Lisey’s final moments in the study convey her acceptance of the past and her grief, creating a tone of contentment. She remembers when she met Scott but reflects on it fondly, accepting everything that she has been through as a tradeoff for years of happiness with him. This moment underscores the theme of Love as Involving Shared Hardship and Burdens, as she finally accepts that she wouldn’t change the past if it meant losing Scott.

“Scott had written in the present tense, that what he had written seemed ouched in occasionally childish prose, and that the story seemed to start in the middle. The last was true, she reflected, only if you didn’t know how two brothers had survived their crazy father and what happened to one of them and how the other couldn’t save him. The story only seemed to start in the middle if you didn’t know about gomers and goners and the bad-gunky.”


(Part 3, Chapter 16, Page 486)

Before Lisey begins reading Scott’s story to her, she reflects on the in medias res nature of his writing. However, she anchors this understanding of his writing to the past. Her insistence that it doesn’t truly “start in the middle” underscores the value of her newfound acceptance of his history, emphasizing how all of these things inform this moment.

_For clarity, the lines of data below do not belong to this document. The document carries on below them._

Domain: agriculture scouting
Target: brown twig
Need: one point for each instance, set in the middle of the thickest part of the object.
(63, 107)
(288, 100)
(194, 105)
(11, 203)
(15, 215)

“Daddy whirls from the window and the leg of his pants falls back down into place and he strides across to the closet like a crazy scissors and opens it just as the engine of the Chevrolet stops and Scott hears the car door open out there, somebody coming to death’s door and not knowing it, not having the slightest sweetmother idea.”


(Part 3, Chapter 16, Page 491)

As Scott reflects on the tense moment where Sparky’s boss comes to their door, his writing style reflects the feeling of danger and fear that encapsulate this moment. He writes quickly, using no punctuation, and in stream-of-consciousness sentences. This technique reflects the panic that he feels as he believes he moves closer to his father killing someone.

“And yet those final pages called to her, cried to her like some lonely thing that has lost everything but its voice. She dropped her eyes to the final pages.”


(Part 3, Chapter 16, Page 503)

As Lisey reads Scott’s manuscript, she is overwhelmed with heartache and pain as she relives the trauma Scott experienced. Despite this fact, she is adamant that she has to continue reading. This decision underscores the theme of Love as Involving Shared Hardship and Burdens: She is willing to bring Scott’s trauma into herself because she knows that his final act was to share it and feel relief as a result.